Futures pinned as oil price slump hammers energy stocks


The floor of the New York Stock Exchange (NYSE) stands empty as the building prepares to close indefinitely due to the coronavirus disease (COVID-19) outbreak in New York
FILE PHOTO: The floor of the New York Stock Exchange (NYSE) stands empty as the building prepares to close indefinitely due to the coronavirus disease (COVID-19) outbreak in New York, U.S., March 20, 2020. REUTERS/Lucas Jackson

April 20, 2020

By Shreyashi Sanyal and C Nivedita

(Reuters) – U.S. stock index futures fell on Monday as a slump in oil prices pounded energy stocks, with investors also bracing for another batch of dour first-quarter earnings reports and economic data.

Exxon Mobil Corp <XOM.N> shed 2.4% in premarket trading and Chevron Corp <CVX.N> 3.6% as U.S. crude prices fell to levels last seen in 1999 on concerns of oversupply.

Wall Street’s main indexes have rallied this month, with the S&P 500 <.SPX> ending Friday with its biggest two-week percentage gain since 1974 on a raft of global stimulus and hopes the virus was nearing a peak in the United States.

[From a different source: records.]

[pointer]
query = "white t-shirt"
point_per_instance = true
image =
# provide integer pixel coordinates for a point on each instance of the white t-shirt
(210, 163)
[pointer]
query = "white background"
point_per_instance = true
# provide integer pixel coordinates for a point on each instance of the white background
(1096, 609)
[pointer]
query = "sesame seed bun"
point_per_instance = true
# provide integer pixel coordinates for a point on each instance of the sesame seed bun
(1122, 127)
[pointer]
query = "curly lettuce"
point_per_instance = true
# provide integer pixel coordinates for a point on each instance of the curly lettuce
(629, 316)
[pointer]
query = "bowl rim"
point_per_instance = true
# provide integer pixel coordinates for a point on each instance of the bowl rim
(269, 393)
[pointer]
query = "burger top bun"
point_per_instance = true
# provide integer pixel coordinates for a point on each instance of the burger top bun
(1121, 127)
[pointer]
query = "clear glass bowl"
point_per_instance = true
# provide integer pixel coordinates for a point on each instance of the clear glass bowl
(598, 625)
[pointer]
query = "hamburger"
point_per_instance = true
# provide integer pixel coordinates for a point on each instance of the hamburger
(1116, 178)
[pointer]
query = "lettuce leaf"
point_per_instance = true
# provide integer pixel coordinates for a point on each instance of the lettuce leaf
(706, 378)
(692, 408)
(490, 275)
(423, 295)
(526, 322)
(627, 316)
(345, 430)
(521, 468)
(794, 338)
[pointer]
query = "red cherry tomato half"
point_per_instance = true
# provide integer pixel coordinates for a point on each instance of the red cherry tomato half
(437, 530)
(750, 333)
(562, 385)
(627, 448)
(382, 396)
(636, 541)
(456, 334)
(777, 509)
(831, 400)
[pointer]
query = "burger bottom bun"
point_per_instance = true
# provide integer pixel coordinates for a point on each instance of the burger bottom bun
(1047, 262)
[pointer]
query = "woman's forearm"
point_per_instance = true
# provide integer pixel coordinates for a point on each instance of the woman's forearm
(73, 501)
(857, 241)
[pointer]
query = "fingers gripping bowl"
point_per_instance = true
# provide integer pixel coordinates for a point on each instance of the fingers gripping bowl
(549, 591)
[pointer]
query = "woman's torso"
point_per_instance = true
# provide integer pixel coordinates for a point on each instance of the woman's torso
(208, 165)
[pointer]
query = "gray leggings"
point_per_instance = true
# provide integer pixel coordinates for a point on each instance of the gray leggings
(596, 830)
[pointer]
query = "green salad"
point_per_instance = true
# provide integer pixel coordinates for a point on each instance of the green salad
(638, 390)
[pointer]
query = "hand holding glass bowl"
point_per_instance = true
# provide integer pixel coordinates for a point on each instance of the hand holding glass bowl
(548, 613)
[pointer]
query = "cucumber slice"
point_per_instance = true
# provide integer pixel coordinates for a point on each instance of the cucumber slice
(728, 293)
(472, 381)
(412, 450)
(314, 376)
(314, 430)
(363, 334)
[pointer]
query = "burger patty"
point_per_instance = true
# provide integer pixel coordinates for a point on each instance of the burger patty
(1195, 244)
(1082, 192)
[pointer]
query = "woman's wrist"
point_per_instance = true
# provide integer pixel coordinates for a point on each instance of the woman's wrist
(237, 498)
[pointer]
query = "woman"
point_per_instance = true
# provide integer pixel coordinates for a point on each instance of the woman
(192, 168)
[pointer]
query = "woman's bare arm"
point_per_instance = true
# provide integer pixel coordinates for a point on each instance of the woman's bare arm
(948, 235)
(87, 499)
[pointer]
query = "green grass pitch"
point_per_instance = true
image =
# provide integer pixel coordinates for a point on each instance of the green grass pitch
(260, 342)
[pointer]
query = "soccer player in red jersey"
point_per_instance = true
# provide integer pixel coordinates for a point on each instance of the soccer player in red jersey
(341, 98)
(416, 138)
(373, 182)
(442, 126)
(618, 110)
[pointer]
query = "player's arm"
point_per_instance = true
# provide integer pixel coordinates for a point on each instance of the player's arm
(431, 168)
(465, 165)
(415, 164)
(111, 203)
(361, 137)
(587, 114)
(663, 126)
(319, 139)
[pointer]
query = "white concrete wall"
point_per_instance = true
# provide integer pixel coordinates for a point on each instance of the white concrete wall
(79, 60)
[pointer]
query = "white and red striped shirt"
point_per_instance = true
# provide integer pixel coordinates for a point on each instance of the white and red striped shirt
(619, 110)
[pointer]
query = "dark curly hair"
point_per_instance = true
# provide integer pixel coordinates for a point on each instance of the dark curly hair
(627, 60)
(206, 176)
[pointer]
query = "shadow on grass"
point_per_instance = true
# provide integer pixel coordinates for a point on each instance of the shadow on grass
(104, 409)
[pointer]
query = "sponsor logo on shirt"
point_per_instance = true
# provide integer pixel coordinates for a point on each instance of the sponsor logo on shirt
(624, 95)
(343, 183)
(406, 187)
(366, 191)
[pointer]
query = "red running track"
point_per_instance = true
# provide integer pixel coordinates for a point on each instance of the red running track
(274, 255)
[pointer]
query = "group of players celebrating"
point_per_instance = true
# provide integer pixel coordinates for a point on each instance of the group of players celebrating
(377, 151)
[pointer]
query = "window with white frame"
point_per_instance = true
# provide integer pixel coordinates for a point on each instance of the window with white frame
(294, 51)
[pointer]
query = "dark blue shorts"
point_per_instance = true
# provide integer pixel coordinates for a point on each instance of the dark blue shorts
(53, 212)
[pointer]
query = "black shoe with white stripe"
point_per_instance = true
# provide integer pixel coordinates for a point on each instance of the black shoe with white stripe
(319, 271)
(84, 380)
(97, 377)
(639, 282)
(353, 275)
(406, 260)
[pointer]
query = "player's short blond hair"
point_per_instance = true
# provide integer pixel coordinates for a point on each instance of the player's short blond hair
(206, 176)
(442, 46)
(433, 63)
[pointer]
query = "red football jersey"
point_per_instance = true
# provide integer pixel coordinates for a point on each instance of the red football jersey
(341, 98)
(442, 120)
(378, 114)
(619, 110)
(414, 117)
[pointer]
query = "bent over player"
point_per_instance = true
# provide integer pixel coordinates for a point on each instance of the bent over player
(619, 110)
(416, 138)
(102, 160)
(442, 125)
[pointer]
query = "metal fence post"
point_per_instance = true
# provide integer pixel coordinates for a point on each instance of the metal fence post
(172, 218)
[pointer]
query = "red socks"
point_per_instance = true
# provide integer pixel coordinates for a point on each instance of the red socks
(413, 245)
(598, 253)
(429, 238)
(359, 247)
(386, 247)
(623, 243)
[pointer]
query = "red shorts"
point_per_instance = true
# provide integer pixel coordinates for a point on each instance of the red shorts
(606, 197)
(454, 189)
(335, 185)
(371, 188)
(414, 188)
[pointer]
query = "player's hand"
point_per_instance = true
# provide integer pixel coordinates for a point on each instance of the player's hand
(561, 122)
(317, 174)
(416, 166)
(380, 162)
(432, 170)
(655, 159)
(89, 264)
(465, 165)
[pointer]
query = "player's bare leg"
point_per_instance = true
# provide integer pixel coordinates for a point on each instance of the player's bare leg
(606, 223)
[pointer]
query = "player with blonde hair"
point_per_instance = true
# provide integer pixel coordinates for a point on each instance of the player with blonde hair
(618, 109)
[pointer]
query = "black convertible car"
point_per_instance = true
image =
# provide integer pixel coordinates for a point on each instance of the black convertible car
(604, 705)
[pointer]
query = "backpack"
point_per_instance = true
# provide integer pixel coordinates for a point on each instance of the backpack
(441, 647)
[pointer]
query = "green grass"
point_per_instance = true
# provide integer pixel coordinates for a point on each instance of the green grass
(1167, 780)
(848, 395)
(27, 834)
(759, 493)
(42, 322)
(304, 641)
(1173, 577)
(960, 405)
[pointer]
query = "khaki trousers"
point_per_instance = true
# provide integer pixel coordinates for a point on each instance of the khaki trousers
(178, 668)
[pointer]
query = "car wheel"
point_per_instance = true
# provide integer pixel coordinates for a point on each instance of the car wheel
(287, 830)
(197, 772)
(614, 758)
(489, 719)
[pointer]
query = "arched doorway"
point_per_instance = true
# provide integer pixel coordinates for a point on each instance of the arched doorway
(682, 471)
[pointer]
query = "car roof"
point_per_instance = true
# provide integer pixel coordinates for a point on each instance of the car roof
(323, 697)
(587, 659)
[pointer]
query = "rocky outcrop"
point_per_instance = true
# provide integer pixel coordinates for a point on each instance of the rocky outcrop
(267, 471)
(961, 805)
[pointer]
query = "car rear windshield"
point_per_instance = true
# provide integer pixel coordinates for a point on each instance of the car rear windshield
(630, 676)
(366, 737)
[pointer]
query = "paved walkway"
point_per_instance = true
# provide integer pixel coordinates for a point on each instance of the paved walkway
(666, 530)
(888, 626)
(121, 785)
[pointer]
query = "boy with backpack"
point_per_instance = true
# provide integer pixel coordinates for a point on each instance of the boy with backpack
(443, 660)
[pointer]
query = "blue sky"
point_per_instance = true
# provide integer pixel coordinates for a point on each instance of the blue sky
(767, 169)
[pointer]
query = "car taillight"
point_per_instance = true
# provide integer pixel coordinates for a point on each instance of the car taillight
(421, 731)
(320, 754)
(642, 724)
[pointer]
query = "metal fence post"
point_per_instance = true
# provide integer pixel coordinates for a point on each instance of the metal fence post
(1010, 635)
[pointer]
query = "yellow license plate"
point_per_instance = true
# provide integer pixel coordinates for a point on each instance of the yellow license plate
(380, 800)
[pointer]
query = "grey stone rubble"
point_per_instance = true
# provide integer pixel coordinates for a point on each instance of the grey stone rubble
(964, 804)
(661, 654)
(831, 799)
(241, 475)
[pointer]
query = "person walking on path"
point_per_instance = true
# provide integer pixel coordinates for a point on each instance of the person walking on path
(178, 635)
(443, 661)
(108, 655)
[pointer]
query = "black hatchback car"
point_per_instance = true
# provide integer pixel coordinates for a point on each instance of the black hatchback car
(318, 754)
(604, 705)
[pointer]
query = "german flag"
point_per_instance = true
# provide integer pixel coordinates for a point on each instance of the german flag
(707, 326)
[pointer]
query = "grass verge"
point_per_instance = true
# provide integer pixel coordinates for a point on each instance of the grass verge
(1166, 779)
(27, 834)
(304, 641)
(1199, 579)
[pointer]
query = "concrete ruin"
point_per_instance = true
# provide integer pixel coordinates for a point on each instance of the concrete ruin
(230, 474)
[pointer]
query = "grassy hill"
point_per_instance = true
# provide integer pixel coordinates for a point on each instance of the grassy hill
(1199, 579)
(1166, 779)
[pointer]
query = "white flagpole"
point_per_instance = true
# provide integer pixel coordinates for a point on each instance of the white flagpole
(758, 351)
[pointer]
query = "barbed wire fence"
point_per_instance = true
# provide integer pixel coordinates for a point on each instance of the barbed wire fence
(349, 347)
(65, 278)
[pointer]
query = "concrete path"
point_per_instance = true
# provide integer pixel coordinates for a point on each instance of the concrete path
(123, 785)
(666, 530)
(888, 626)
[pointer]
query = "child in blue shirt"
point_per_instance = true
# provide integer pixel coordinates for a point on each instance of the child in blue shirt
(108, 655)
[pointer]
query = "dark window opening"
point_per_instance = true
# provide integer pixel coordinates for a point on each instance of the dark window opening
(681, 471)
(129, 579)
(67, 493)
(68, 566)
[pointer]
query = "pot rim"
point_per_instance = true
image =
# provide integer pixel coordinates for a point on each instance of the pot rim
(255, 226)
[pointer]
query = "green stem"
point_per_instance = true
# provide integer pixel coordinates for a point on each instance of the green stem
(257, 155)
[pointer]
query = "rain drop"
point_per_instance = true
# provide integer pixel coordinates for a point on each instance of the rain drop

The Nasdaq <.IXIC> also registered its best two weeks since 2001, powered by new record highs for Netflix Inc <NFLX.O> and Amazon.com Inc <AMZN.O> – deemed “stay-at-home” stocks as widespread lockdowns fueled demand for online streaming and home delivery of groceries.

Still, the benchmark S&P 500 is about 15% below its all-time high and analysts have warned of a deep economic slump from the halt in business activity and millions of layoffs.

“There’s an early street consensus this morning that risk has run too far, too quick,” said Stephen Innes, chief global markets strategist at AxiCorp.

“With several ‘stay-at-home’ names trading at or near year-to-date highs, the risk for a round of profit-taking might be on the cards ahead of S&P 500 earnings reports this week.”

Oilfield services provider Halliburton Co <HAL.N> slid 7.1% after joining bigger rival Schlumberger <SLB.N> in taking impairment hits in the first quarter and issuing a bleak outlook for its North American business.

Oil-related firms Apache Corp <APA.N>, Marathon Petroleum <MPC.N>, Hess Corp <HES.N> and Schlumberger fell between 5.2% and 14%.

After U.S. banks kicked off the quarterly earnings season with painful forecasts for 2020, investors will keep a close watch on reports from Delta Air Lines Inc <DAL.N>, Southwest Airlines Co <LUV.N> and Netflix Inc <NFLX.O> later in the week.

At 7:44 a.m. ET, Dow e-minis <1YMcv1> were down 462 points, or 1.91%, S&P 500 e-minis <EScv1> were down 52 points, or 1.81% and Nasdaq 100 e-minis <NQcv1> were down 87.5 points, or 0.99%.

Hopes have also risen for a gradual reopening of the economy after President Donald Trump cited signs of plateauing in the virus outbreak last week and outlined new guidelines for states to pull out of shutdowns.

But his plan was thin on details and left the decision largely up to state governors.

“The recovery will be much slower than the market is currently pricing in simply because social distancing measures can be relaxed but not removed until we have a vaccine or a very effective cure,” said Andrea Cicione, head of strategy at TS Lombard in London.

In economic news, surveys on April U.S. manufacturing and services sectors are due on Thursday, while U.S. jobless claims are forecast to have hit as many as 5 million in the week ended April 18, on top of 22 million claims in the previous four weeks.